The "invader" French
The company that he has led for seven years carries 4.3 billion euros and employs 14,000 employees in 69 plants worldwide. Having built its success in the 1960s to the adoption of the system UHT long-life milk and have developed internationally through acquisitions, it survived in 2003 to one of the biggest financial scandals in Europe no fax cash advances.
Offensive Lactalis, which owns 28.9% for the time being the capital of Parmalat, is similar to an obstacle course. Six weeks ago, the board rejected the offer Italian of French.At a price of 2.60 euros per share, it was deemed "inadequate", below the 2.80 euros paid by Lactalis in March to get their hands on the 15.3% held by three investment funds. Lactalis should finally not have to raise its price. Because Parmalat was unable to assemble a consortium of Italian investors to make an against-offer.

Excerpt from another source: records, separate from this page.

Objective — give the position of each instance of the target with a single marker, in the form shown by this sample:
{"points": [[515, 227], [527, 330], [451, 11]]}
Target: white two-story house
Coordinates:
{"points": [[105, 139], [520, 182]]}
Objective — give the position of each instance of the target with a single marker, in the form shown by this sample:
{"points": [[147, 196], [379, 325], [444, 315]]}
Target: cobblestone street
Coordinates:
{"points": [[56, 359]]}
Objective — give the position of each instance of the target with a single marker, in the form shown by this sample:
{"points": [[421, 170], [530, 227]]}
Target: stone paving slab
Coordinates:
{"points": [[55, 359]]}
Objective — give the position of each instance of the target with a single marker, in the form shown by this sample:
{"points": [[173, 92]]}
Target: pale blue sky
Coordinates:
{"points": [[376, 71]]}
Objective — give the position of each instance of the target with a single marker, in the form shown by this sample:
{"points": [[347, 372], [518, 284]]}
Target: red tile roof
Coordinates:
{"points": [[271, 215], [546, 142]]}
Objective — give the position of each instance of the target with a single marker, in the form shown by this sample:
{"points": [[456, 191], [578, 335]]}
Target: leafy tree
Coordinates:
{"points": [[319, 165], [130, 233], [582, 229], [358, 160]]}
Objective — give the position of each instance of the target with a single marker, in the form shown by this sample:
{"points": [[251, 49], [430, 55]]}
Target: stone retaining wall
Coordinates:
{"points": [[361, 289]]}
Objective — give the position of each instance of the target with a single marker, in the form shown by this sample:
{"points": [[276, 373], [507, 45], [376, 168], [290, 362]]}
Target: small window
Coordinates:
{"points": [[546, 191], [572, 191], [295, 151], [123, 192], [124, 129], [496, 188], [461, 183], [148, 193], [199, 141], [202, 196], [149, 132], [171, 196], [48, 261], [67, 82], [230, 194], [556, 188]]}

The case also took a political turn. The government, to defend the "Italian character" of Parmalat, was to act by decree to postpone the general meeting held yesterday. Unions and politicians have, at first denounced the "invaders" French.Lactalis's offensive came after the takeover, friendly, Bulgari and LVMH in the face of rumors around Edison – coveted by EDF – or SAI Fondiaria (Groupama).
The discrete group of Laval, who directed last year a turnover of 10.4 billion euros, can not in uncharted waters. For the past five years and the acquisition of Galbani, the brand behind the second President, Italy became his second home. After months of battle, Lactalis – which weigh 14 billion euros in total turnover – will improve its image in the peninsula.